Stage2 XOR-Encoded Strings

Offset	XOR Key	Decoded Value
0x410	0x33	Mozilla/5.0
0x22F1	0xD5	Mozilla/5.0
0x2331	0x63	Mozilla/5.0

Conclusion

Stage1 (22.exe) follows a well-structured loader pattern: neutralize AMSI and ETW telemetry through targeted in-memory patches, run a battery of anti-sandbox and anti-analysis checks, then decrypt an AES-256-CBC encrypted Stage2 PE from an embedded blob and reflectively load it – all without writing the payload to disk. The evasion work is not novel in isolation, but the combination of dual-target patching (both content scanning and event tracing), multi-tool sandbox detection, and crypto-backed stage separation puts this above a commodity dropper in terms of operational investment.

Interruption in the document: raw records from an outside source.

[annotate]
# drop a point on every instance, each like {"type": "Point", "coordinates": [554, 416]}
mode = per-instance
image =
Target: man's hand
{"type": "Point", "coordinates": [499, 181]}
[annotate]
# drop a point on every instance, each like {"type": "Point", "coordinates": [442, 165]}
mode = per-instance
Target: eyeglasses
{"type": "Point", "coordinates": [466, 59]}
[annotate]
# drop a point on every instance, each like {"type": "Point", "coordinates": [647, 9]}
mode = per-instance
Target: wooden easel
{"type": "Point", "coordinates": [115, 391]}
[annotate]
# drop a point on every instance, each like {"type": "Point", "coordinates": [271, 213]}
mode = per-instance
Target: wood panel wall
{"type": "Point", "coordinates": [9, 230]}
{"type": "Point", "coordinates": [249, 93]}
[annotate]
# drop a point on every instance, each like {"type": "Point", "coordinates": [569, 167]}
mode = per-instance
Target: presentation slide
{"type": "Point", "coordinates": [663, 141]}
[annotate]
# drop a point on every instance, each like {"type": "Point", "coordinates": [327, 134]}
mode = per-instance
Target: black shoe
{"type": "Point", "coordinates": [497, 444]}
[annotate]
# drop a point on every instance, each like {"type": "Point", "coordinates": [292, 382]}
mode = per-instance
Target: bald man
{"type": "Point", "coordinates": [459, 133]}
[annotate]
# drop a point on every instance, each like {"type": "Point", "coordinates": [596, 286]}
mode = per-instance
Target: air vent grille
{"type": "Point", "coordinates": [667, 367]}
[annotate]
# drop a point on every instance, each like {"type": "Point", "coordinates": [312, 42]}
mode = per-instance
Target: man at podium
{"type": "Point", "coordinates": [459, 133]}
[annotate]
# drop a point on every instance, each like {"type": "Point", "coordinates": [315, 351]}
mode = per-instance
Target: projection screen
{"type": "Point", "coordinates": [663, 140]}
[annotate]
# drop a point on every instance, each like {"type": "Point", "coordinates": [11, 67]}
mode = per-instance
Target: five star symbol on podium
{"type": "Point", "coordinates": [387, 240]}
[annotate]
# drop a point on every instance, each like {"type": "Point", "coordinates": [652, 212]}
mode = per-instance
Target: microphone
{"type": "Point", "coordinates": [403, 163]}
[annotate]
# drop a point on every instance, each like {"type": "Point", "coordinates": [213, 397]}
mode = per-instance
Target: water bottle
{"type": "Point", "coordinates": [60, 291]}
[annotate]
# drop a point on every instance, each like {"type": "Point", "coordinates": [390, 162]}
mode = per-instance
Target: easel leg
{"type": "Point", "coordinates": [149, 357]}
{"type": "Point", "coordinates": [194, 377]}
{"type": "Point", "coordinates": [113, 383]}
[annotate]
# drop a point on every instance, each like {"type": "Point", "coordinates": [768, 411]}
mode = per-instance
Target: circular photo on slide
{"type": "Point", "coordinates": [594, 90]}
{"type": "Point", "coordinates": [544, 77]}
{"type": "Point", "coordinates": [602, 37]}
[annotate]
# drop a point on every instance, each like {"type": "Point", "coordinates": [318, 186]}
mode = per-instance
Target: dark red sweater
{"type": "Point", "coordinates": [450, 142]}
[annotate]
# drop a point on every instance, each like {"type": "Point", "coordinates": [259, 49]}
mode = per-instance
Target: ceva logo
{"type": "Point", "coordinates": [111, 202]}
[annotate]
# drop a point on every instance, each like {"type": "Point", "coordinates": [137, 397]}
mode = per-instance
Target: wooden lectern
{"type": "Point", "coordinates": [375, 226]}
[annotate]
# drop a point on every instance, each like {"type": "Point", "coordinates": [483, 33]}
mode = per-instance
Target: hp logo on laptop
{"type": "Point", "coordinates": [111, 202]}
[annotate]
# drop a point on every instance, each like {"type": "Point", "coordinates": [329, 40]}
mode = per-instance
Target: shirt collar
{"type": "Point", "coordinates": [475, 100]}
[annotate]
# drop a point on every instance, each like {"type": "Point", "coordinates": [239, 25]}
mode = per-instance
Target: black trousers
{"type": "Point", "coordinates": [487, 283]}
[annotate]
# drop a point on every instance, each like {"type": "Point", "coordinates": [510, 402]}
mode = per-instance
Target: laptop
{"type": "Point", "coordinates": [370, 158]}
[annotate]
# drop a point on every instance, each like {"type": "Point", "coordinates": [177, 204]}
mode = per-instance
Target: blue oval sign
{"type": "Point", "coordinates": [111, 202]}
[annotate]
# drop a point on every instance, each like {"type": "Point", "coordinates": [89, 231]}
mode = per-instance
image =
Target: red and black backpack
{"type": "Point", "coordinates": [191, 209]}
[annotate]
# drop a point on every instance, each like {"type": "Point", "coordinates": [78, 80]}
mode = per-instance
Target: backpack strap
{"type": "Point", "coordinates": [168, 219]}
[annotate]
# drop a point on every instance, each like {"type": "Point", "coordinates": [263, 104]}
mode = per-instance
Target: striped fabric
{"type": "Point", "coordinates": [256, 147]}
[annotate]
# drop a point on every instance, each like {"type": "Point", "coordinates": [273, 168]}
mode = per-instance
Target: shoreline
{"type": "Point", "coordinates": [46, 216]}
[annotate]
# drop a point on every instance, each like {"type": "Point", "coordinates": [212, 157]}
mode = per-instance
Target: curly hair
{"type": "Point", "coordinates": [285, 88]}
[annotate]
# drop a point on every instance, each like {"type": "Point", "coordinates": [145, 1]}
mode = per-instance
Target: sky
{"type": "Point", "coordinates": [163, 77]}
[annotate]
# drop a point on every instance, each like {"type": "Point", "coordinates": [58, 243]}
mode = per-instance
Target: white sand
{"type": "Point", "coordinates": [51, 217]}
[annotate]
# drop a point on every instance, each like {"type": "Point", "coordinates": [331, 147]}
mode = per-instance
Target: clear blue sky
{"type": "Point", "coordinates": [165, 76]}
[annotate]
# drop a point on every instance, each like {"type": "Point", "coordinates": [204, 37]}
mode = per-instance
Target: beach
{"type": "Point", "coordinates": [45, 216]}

Stage2 static analysis shows strong indicators of credential and browser data collection – Chrome tooling strings, cookie paths, download tokens, and host-profiling imports – consistent with the Vidar stealer family. The XOR-encoded Mozilla/5.0 user-agent strings, confirmed independently by the upstream gen_xor_hunting.yar rule, further support that classification. Attribution remains at medium confidence pending full Stage2 config extraction and C2 validation, which Part II will address.

Four YARA rules (two high-fidelity, two heuristic) are published and validated against both stages. The accompanying scripts and notebook provide a reproducible path from the raw sample through decryption to IOC extraction, suitable for integration into broader hunting workflows.